Your linked blog post "Abstraction and the Bayesian Occam's Razor" is very inter...

BenoitEssiambre · on Feb 20, 2024

Thanks for engaging with my wild ideas. I do think that's a good description yes. There are corollaries like Dependency Length Minimization I mentioned, which I think helps lower the MDL. Putting related things together allows using smaller symbols to describe things because more can be inferred from the adjacent context.

In my mind this is also related to concepts like scientific notation. Minimum description is not just about minimizing the number of operations, the number of branches, the degree of freedoms of your program. Taking into account variable width also makes a difference. Using a timestamp YYMMDDHHMMSS when you only need YYMMDD creates unintended edge cases the same way using too many digits in scientific notation creates noise and both can result in poor calibration with the uncertainty of the model.

shoo · on Feb 20, 2024

If you ever get the time & mental bandwidth do a second pass on your blog post, it could benefit from a worked example or two where you lay out sample code for the domain model & application logic & sample code for a test suite, along with their description length (measured in some MDL-appropriate sense), then illustrate how various changes to the design that plausibly make it better or worse at accommodating future change influence the description length.

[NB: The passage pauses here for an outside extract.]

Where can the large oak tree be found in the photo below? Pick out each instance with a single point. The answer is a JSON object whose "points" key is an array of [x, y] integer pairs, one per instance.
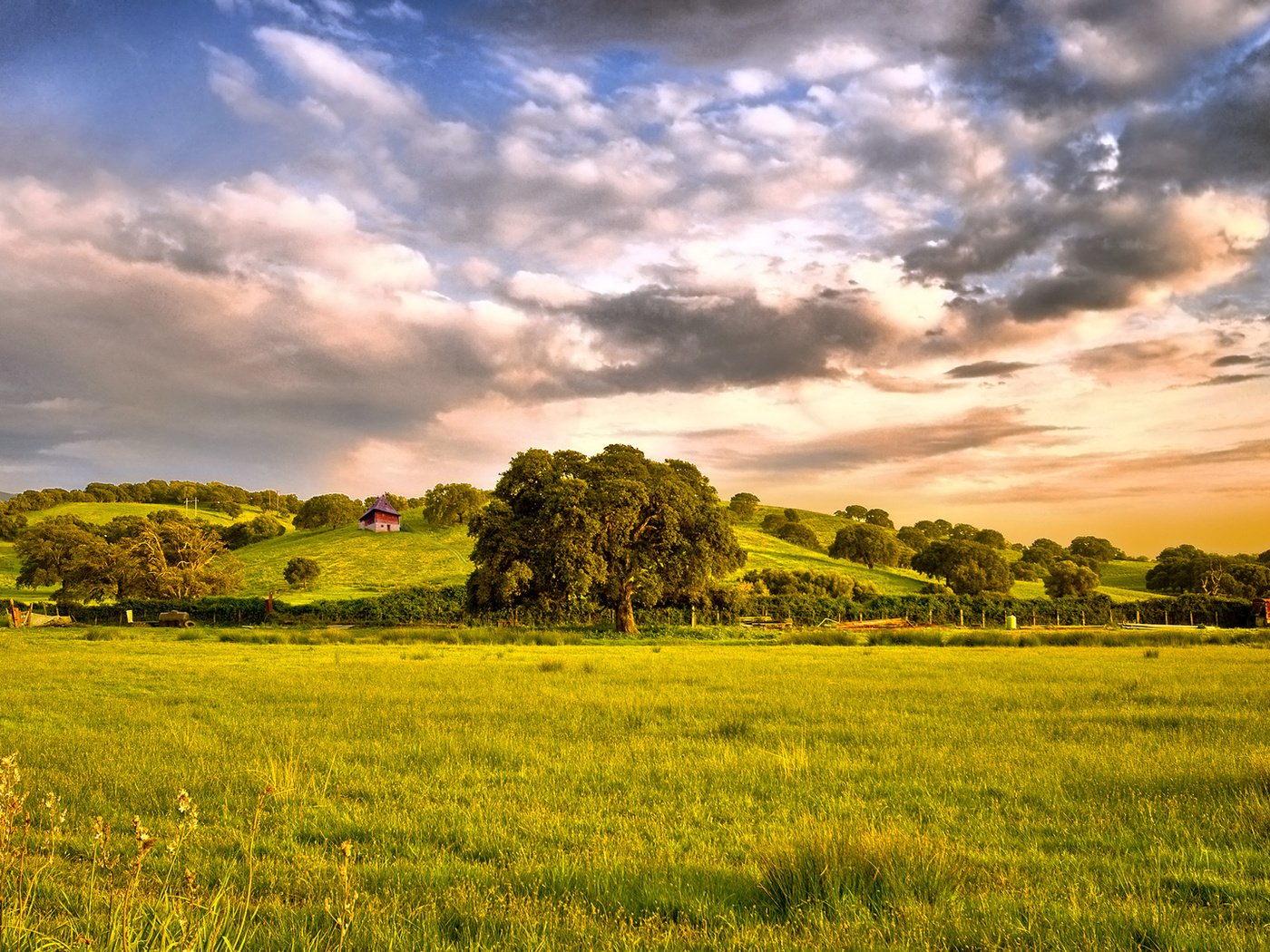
{"points": [[564, 530]]}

One way to define a test suite that would be very easy for readers to understand could be to rig a test suite of "table-driven tests" for some toy problem.

I'm not sure what a good toy problem would be that would be small enough so it's relatively easy for readers to understand, but large enough to show off MDL being applicable to a more general kind of programming problem and not merely MDL being applied to a statistical modelling exercise (one person's decision tree fit via supervised learning is another person's handwritten function containing a morass of hand written if-else chains -- but we already expect MDL to give reasonable results when applied to decision trees, it's less obvious it gives good results when applied to more general programming problems)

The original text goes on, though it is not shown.